Afganistán. El presidente Obama ha perdido poco tiempo en convertir la Guerra de Afganistán en suya. Como su predecesor promete derrotar a los talibanes. También, como su predecesor, todavía tiene que encarar el papel jugado para comenzar por EE.UU. en la creación de los talibanes. Washington se enorgulleció en su época del éxito que tuvo en la canalización de armas y ayuda a los afganos fundamentalistas que libraban la yihad contra ocupantes extranjeros. Durante los gobiernos de Jimmy Carter y de Ronald Reagan, fue considerado como el colmo de la astucia política. El apoyo de EE.UU. para los muyahidín provocó convulsiones a los soviéticos. También alimentó un cáncer que, con el pasar del tiempo, cobró un penoso precio a los propios estadounidenses – y que hoy tiene a las fuerzas estadounidenses empantanadas en una guerra aparentemente interminable.

Acto de penitencia

¿Si EE.UU. hubiera actuado de otra manera, se habría convertido Cuba en una democracia estable y próspera, un fanal de esperanza para el resto de Latinoamérica? ¿Habría evitado el mundo la plaga de las armas nucleares? ¿Sería hoy Irán un aliado de EE.UU., un fanal de liberalismo en el mundo islámico, en lugar de ser un miembro constituyente del “eje del mal?” ¿Sería Afganistán un país tranquilo, pastoral, en paz con sus vecinos? Nadie, claro está, puede decir lo que hubiera sido. Todo lo que sabemos con seguridad es que las políticas urdidas en Washington por estadistas supuestamente habilidosos, ahora parecen excesivamente imprudentes.

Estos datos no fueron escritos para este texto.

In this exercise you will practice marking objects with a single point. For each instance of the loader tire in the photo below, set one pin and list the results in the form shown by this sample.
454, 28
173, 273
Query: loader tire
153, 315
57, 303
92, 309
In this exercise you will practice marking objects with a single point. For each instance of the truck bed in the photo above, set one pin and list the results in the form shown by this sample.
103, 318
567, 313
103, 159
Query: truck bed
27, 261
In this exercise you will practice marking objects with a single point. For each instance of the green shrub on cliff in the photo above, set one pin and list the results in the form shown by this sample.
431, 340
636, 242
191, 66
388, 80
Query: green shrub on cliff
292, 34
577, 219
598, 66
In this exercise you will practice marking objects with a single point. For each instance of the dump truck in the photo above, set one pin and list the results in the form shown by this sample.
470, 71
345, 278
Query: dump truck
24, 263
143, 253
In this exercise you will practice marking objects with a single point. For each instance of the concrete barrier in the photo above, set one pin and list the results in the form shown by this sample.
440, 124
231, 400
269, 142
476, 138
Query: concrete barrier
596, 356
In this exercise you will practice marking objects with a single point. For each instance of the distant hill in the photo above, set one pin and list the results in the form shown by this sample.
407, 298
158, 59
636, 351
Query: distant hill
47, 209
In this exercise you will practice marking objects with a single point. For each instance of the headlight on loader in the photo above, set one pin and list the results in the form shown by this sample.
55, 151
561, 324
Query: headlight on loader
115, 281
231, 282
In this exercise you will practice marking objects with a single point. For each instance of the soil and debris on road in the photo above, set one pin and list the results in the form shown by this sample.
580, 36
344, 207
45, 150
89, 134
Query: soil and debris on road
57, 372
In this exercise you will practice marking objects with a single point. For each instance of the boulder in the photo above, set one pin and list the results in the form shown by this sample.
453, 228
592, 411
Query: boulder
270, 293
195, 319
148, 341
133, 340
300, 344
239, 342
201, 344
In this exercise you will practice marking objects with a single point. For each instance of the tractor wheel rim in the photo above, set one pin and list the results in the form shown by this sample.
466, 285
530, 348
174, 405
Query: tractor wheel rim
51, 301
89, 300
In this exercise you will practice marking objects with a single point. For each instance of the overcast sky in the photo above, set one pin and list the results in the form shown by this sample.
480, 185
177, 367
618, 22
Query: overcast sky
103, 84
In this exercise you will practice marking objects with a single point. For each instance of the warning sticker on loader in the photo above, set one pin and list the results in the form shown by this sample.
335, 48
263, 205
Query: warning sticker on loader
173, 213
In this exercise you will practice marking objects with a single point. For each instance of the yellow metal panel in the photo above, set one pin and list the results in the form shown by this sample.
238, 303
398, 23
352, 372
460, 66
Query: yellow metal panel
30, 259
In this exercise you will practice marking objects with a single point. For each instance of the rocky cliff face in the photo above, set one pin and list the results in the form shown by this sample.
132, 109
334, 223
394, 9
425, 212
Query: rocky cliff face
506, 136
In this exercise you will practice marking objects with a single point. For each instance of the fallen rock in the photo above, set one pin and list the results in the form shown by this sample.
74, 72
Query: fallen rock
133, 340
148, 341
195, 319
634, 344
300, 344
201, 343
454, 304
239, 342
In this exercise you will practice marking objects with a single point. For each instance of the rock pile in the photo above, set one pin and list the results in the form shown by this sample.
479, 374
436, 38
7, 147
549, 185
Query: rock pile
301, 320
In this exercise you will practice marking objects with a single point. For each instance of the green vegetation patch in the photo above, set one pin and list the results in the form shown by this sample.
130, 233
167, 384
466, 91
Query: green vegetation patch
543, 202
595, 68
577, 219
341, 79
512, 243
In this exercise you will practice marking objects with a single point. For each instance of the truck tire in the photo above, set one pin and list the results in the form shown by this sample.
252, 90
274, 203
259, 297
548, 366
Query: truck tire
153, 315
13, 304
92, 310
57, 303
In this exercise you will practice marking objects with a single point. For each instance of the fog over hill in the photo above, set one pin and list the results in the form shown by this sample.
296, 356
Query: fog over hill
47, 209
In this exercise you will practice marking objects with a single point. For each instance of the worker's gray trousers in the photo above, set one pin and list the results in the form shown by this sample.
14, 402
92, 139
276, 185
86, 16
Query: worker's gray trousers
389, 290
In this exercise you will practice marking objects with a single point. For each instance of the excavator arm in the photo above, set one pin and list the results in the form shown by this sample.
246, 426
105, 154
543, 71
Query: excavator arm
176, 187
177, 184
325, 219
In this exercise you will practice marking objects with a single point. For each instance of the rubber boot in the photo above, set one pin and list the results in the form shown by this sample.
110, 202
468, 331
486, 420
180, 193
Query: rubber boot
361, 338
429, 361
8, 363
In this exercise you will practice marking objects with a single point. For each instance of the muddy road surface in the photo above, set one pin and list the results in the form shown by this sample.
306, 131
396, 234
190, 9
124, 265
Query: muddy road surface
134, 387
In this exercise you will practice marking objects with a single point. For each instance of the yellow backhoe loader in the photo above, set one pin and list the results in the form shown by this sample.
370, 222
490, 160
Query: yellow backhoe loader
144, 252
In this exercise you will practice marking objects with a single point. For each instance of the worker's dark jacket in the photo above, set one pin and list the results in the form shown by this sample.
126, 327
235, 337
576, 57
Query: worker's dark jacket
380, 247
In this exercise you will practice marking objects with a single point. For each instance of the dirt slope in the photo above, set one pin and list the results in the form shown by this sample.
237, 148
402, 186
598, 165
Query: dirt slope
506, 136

¿Qué pensar de esas ineptitudes? Podríamos sentirnos tentados a mirar para otro lado, preservando así el cuento reconfortante del Siglo Estadounidenses. Debemos evitar esa tentación y tomar el camino contrario, reconociendo abierta, libre y impertérritamente dónde nos hemos equivocado. Deberíamos esculpir ese reconocimiento en la cara de un monumento colocado en la mitad del Mall en Washington: Metimos la pata. Jodimos la cosa. Quedamos como idiotas. Nos dieron por el culo.

Por cierto, deberíamos pedir disculpas. Cuando se trata de evitar la repetición de un pecado, nada funciona mejor que un abyecto arrepentimiento. Deberíamos, por lo tanto, decir al pueblo de Cuba que lamentamos haber arruinado las relaciones entre nuestros países durante tanto tiempo. El presidente Obama debería hablar en nuestro nombre al pedir perdón a la gente de Hiroshima y Nagasaki. Deberíamos expresar nuestro arrepentimiento colectivo a iraníes y afganos por lo que ha ocasionado el pasado intervencionismo de EE.UU.

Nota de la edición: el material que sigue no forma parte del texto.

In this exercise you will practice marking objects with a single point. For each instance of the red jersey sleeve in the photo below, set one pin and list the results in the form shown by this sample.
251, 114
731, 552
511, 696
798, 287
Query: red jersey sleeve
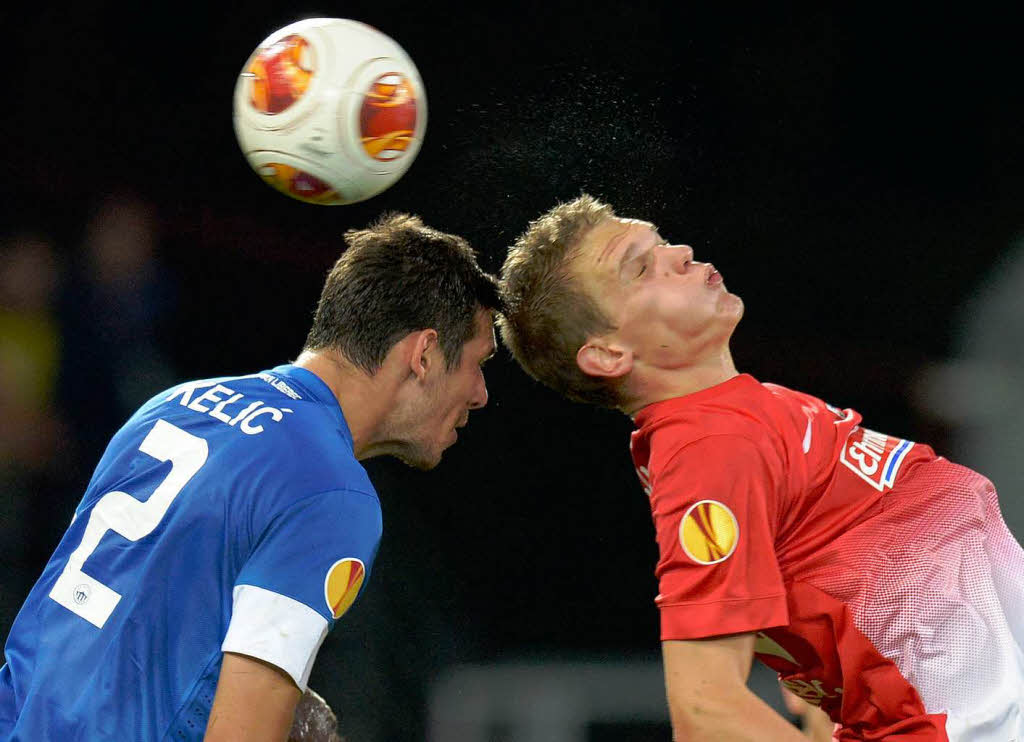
714, 504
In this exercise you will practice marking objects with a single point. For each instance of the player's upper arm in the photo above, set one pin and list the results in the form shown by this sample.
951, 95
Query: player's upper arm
255, 702
706, 684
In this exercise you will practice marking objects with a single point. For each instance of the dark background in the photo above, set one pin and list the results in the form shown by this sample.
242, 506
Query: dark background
855, 173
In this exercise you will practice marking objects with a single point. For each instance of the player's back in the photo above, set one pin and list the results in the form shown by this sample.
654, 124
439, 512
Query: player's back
121, 637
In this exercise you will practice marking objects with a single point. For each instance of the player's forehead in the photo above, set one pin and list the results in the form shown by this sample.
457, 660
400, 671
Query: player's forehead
483, 343
600, 245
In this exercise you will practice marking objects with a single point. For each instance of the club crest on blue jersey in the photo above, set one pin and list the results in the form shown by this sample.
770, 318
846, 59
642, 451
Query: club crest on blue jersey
342, 583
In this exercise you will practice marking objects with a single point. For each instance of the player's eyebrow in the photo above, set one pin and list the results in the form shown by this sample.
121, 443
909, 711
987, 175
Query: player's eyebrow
609, 248
640, 243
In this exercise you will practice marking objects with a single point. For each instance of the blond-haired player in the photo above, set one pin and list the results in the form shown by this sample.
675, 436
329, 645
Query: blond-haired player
877, 577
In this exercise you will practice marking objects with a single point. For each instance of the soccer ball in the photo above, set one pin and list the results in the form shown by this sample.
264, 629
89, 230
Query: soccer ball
330, 111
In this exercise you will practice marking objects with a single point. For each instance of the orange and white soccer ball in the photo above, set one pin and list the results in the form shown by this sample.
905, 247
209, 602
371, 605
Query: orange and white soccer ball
330, 111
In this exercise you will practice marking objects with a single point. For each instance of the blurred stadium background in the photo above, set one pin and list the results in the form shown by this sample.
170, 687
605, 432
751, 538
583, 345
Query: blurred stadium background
856, 173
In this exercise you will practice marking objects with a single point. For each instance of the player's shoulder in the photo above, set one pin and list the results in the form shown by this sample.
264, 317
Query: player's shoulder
731, 406
286, 415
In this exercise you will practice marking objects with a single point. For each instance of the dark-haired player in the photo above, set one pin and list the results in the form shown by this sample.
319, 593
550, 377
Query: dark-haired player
229, 523
877, 577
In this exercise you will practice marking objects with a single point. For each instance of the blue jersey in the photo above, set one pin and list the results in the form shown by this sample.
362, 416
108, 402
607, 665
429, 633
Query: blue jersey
226, 515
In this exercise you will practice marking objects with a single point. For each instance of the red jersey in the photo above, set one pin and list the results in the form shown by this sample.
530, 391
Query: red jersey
880, 577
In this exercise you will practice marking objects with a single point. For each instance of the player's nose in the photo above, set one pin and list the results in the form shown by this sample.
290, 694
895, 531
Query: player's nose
679, 257
480, 396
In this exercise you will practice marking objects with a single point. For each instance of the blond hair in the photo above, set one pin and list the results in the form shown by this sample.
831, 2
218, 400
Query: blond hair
548, 316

EE.UU. debe hacer esas cosas sin esperar reciprocidad. No importa lo que puedan decir o hacer los responsables estadounidenses, Castro no admitirá que ha cometido su propia parte de errores. Los japoneses no compararán Hiroshima con Pearl Harbor y dirán que todo está bien. Los mullahs de Irán y los yihadistas de Afganistán no dirán a un Washington arrepentido que lo pasado pasó.

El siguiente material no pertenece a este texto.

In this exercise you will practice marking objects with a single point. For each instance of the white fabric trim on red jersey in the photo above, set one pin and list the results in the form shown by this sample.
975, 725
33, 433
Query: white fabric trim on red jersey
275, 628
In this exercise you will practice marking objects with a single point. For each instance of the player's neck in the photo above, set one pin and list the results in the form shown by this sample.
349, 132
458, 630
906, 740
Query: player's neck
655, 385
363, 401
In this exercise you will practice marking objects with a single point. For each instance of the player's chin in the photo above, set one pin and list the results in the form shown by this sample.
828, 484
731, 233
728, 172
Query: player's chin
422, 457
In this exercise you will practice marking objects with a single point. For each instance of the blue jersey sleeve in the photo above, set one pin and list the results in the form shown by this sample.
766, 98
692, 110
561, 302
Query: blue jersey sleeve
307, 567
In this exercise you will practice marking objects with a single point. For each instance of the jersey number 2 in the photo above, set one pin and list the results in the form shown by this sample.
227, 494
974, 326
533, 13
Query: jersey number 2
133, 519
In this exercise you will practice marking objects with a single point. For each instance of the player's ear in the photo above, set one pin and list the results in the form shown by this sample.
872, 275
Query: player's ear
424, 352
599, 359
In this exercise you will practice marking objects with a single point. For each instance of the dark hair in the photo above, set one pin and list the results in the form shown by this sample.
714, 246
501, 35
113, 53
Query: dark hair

No, les pedimos perdón, pero por nuestro propio bien – para liberarnos de los engreimientos acumulados del Siglo Estadounidense y para reconocer que EE.UU. participó plenamente en la barbarie, locura y tragedia que definen nuestra época. Debemos responsabilizarnos por todos esos pecados.

Para resolver nuestros problemas debemos vernos como somos en realidad. Y eso exige que dejemos de lado, de una vez por todas, las ilusiones encarnadas en el Siglo Estadounidense.

…………

Andrew J. Bacevich es profesor de historia y relaciones internacionales en la Universidad Boston. Su libro más reciente: The Limits of Power: The End of American Exceptionalism,” acaba de aparecer en rústica.